SAN FRANCISCO (AP) — The state on Friday cleared some farmers, water agencies and others to resume pumping from three Northern California waterways, easing one of the toughest restrictions stemming from the state's four-year drought.
The limits, and the new order easing them, were among the most stringent ever imposed on so-called senior water-rights holders, who hold some of the strongest claims to water from California watersheds. State officials say it is the first time they have lifted a 2015 restriction on senior rights holders.
The order from the state Water Resources Control Board allows a certain group of senior water-rights holders — those who claimed stakes between 1903 and 1914 — to resume pumping from the Feather and Sacramento rivers and from the delta of the Sacramento and San Joaquin rivers, said Kathy Mrowka, the board's manager for water rights.
It applies to 238 water rights, although some farmers and others hold more than one of the rights.
The state had told those rights holders to stop taking from the waterways earlier this year.

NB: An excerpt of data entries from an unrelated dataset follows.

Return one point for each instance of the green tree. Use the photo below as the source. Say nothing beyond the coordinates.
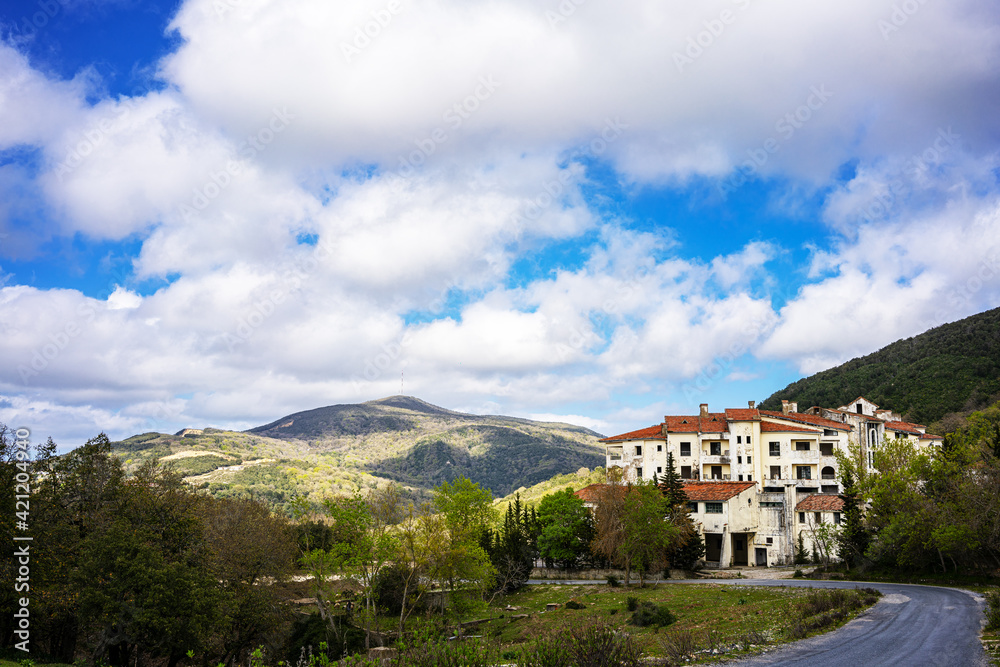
(566, 529)
(631, 528)
(460, 564)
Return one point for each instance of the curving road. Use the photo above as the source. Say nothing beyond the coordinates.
(911, 625)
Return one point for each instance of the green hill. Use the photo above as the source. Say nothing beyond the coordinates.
(340, 448)
(937, 376)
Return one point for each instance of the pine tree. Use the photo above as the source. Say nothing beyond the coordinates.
(852, 542)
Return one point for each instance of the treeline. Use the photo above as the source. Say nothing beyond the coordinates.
(953, 368)
(140, 568)
(126, 569)
(923, 513)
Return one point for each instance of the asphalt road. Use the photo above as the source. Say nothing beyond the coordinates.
(910, 625)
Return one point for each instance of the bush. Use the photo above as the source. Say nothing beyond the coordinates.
(649, 614)
(679, 645)
(993, 609)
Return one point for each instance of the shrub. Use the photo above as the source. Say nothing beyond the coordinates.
(649, 614)
(679, 645)
(993, 609)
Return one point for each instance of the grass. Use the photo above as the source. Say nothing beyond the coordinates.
(731, 620)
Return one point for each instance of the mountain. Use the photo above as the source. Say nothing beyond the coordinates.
(937, 376)
(339, 448)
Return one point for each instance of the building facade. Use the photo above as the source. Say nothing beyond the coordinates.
(772, 467)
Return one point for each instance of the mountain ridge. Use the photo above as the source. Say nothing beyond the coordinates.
(933, 378)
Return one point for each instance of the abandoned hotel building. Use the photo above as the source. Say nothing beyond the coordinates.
(757, 479)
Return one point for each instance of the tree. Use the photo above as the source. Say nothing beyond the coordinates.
(459, 563)
(566, 529)
(631, 529)
(689, 545)
(511, 547)
(362, 544)
(853, 539)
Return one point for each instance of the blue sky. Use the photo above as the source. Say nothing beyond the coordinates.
(218, 212)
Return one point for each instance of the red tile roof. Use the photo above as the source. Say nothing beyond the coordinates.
(821, 502)
(772, 427)
(743, 414)
(715, 490)
(653, 432)
(812, 420)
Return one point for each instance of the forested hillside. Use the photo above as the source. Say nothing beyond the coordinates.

Reduced water use by those still allowed to pump from the watersheds allowed California to ease the restrictions, Mrowka said.
California water law is based largely on ensuring the rights of those with the oldest claims, dating back more than a century. The state has cut the water allotted to countless other farmers, water agencies and others with newer rights.
Gov. Jerry Brown this spring also ordered cities and towns to cut their water use by 25 percent.